Description: Consider how to manage the curriculum and learning in order to capitalise upon the diverse backgrounds of students in the classroom. Just because you have diversity in the classroom does not mean that students will automatically benefit from the diverse perspectives and experiences in the classroom. Ippolitto (2007) that found that due to student preferences to work with students from a similar background, that diversify had to be managed in order for students to reap the benefits.
In class for example students may sit with fellow students from similar backgrounds rather than mixing. Consider ways of increasing the interaction between students and be aware of group dynamics and that some students may actually feel marginalised.
Consider how you can encourage students to better integrate with each other and learn from each other. Group work is a good way to achieve this by organising tutor-managed groups which ensure that students can learn from different perspectives, learn about different cultures and enable students to develop inter-cultural communication competences.
Background: Both International students and home students form ethnic minority backgrounds can feel marginalised in group work
Source: Scotland Race Equality ToolKit
Staff Case Study (Ros Hill) - Increasing integration and student interaction
For several years on my 2nd year module, students have been required to get into groups of four and carry out a group project. Persuading approximately 150 students to organise themselves into groups of four, and not five or three, is always an issue. In addition, it is always noticeable that there is very little mix of ethnic backgrounds within the groups.
This year students were put into groups, ensuring a mix of gender and ethnicity. The allocation was made just on name, rather than any detailed knowledge of ethnicity, and carried out by the LHS School Office. Students were given the number of their group and during the teaching session they met with the rest of the group. This was achieved by designating an area of the room for each group and identifying it with an A4 label.
The merits of working in allocated groups were outlined at the beginning of the session (transferable skill of establishing working relationships in teams, opportunity to meet new people, etc) and the groups were given time to get to know each other using an ‘icebreaker’ task.
Rather than the expected outcry from students about preferring to work with people they knew, the feedback was positive. As members of each group were more often than not strangers to each other, everyone started off on an equal footing, rather than groups where, for instance, three members were friends and the fourth an outsider.

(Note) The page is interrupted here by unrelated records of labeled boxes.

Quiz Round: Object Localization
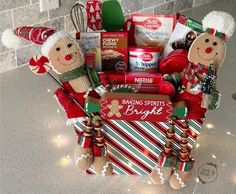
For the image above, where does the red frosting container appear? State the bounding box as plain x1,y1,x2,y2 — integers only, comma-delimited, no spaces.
159,49,189,74
129,47,160,71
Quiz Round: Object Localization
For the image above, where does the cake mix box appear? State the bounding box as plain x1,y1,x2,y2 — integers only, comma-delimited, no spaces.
101,32,128,71
76,32,102,71
131,14,176,51
163,15,203,58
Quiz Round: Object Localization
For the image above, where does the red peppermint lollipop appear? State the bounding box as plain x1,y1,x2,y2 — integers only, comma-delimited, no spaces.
29,55,50,75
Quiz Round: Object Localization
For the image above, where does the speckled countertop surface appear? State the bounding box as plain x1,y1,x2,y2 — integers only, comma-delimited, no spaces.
0,0,236,194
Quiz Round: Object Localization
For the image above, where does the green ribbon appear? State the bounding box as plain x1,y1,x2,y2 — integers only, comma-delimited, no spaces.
86,65,101,88
206,28,226,40
58,64,101,88
208,91,220,110
58,65,87,83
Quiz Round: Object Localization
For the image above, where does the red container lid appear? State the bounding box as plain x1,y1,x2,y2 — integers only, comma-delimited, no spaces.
129,47,161,52
159,49,189,74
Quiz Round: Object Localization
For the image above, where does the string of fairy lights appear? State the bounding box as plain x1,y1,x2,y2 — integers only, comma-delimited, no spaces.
44,89,236,194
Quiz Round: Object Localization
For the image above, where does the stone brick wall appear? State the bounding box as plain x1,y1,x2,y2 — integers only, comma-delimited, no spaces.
0,0,213,73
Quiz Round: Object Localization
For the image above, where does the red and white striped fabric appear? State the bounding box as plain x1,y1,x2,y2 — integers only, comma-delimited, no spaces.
75,119,203,175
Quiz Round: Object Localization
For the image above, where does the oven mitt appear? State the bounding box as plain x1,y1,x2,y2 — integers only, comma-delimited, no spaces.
102,0,125,31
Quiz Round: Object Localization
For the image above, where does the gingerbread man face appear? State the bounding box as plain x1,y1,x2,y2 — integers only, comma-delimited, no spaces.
107,100,123,117
48,36,84,74
188,33,225,68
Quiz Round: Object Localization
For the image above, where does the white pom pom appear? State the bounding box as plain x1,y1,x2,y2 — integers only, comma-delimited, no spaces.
1,29,21,49
202,11,235,38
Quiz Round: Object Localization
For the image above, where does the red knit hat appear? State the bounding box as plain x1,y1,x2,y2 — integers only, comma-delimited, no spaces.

The groups were more business-like in the way they approached the task and there were no reported incidences of non-participation.
“Much as you like your friends, sometimes it’s easier to work with other people who you don’t know as well.”
“It’s like you all feel equal when you don’t really know each other well.”
“Us older students tend to stick together so it’s nice to have a chance to get to know some of the younger students.”
“I like my friends but I don’t always want to work with them and this way, you don’t have to feel awkward about not being in the same group.”